TRANSPORT giant Toll has today confirmed data was stolen during last week's cyber attack.

The corporate server that was hacked by ransomware known as "Nefilim" contained information relating to some past and present Toll employees and details of commercial agreement with current and former enterprise customers.

The server in question was not designed as a repository for customer operational data.

In a statement today, Toll said ongoing investigations had determined the attacker, who was known to publish stolen data on the dark web.

The statement said Toll was not aware at this time of any information from the server having been published.

Toll Group Managing Director Thomas Knudsen said Toll was the victim of an "unscrupulous act".

"We condemn in the strongest possible terms the actions of the perpetrators," he said.

"This a serious and regrettable situation and we apologise unreservedly to those affected.

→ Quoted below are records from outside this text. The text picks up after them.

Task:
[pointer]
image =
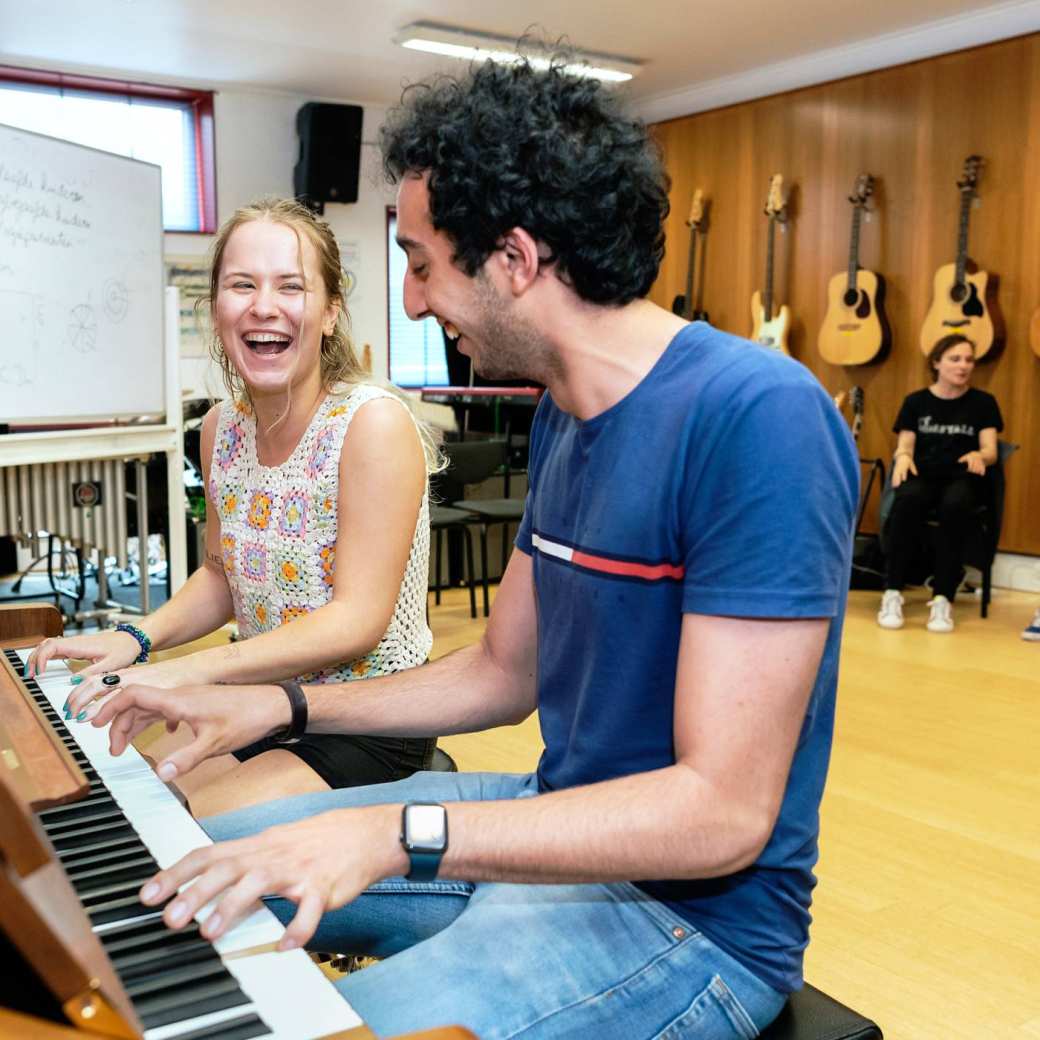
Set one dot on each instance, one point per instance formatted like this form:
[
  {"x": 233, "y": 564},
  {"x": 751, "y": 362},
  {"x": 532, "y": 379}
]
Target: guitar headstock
[
  {"x": 696, "y": 210},
  {"x": 969, "y": 178},
  {"x": 776, "y": 205},
  {"x": 861, "y": 190}
]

"I can assure our customers and employees that we're doing all we can to get to the bottom of the situation and put in place the actions to rectify it," he said.

Given the technical and detailed nature of the analysis in progress, Toll expected it would take a number of weeks to determine more details.

Mr Knudsen said cyber crime posed "an existential threat for organisations of all sizes, making it more important than ever for business, regulators and government to adopt a united effort in combating the very real risk it presents the wider community".

Toll Group is working with the Australian Cyber Security Centre (ACSC) and the Australian Federal Police (AFP) in their investigations.